Yeah, the death zones make no sense.
Especially California, like, it's far less densely populated than the East Coast and arguably more fertile, after maybe five or so years of riads and tribalism I don't see how the coastal hills and Central Valley wouldn't have big organized states that arose out of need.
Most of Southern California is wildly overpopulated (even the less-populated rural areas) relative to its potable water resources. That alone is going to cause a massive die off....possibly a clean sweep.
Coastal California is generally densely populated (with a skip of very lightly-populated area above Santa Barbara and below the Bay Area), with three major nodes (LA, San Diego, and San Francisco) that are
definitely going to be utterly destroyed....and take a big swathe of the coastline with them (due to excellent major roads leading North and South along the coast).
The lightly populated areas
with access to water have the opposite problem, ironically. With the population low enough to scrape through (food-, social order-, and water-wise)...you have the danger that the community lacks sufficient division of labor or the right skillsets to prevent a secondary catastrophe (in Oregon and Cali, you need medical personnel to head off the Bubonic Plague, which is endemic in ground rodents in the region, for instance).

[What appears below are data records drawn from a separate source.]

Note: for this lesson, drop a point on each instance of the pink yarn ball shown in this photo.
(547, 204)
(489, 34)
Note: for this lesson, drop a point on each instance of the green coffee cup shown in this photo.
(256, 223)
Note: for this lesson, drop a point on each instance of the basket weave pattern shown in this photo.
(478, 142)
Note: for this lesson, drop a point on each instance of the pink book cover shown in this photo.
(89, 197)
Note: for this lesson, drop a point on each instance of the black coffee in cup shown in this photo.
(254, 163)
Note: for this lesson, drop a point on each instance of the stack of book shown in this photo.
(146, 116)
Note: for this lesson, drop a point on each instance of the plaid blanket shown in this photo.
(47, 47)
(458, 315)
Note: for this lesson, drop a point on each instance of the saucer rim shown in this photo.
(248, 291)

The communities that survive (like in Oregon, but without Norman doing horrible things that enabled larger immediate Post-Change population clusters) are basically the Goldilocks tale made flesh (not too big, but big enough).
So far,
in canon, we have the Barony of Mist Hills (Mendocino County, somewhere in the hills), and Topanga/Chatsworth (who seem to have survived by forting up and beating off the incoming hordes, and hiding up in the hills and waiting for everyone else to die, respectively).

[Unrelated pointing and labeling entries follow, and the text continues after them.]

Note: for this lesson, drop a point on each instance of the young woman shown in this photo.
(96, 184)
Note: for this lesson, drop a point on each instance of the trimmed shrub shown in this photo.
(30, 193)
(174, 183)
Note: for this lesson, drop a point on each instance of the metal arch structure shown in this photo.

All things being equal, I would expect a third cluster on the coast (possibly not on the coast-line, though), somewhere in southern Monterey or northern San Luis Obispo counties (very light population density, not too dry, fairly far from LA and SF, etc).

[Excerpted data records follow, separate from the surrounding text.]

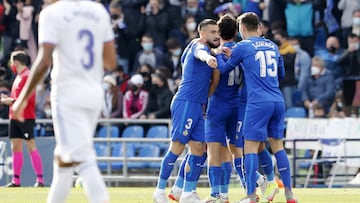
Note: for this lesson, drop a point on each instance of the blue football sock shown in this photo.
(251, 166)
(267, 165)
(191, 177)
(203, 165)
(214, 179)
(180, 178)
(284, 168)
(225, 178)
(238, 164)
(167, 166)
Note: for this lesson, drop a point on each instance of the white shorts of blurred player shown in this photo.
(74, 130)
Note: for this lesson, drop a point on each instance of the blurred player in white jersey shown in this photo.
(76, 36)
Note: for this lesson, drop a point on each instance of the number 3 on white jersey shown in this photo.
(266, 61)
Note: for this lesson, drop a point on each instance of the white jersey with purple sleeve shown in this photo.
(79, 35)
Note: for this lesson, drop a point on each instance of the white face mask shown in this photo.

Inland, there's a bunch of places that could carry a community (in terms of food, water, resources, etc).....and the still very coast-bound Montivallans would have not run into them yet (Topanga, Chatsworth, and the Bnei Yaakov have basically
just been contacted in CY 46, and they are all on/near the coast). A Bearkiller-sized state located on the western slope of the Sierra Nevadas would be way off the radar.
Note that a lot of fairly nice locations are going to be empty (or hosting scattered clans of hunter-gatherers)....because the community that might have otherwise made it through intact, just failed to pull it together or succumbed to a disaster ("Things went well for Mayberry. Until the Fire.....").
As to the "Death Zones"...you can't draw a radius around a city and call it a dead zone, as refugees don't radiate out from a common center. They follow the roads and the gradient (staying on major roads, and seldom moving uphill). More realistically, there would be "plumes of Death". Everything on an Interstate or major Highway for a 150km from a major city might be overrun and devastated...but a small bedroom community 50km from downtown Atlanta or Denver, sheltered by a line of low hills (or just no major roads) between it and the big city, might never see a refugee.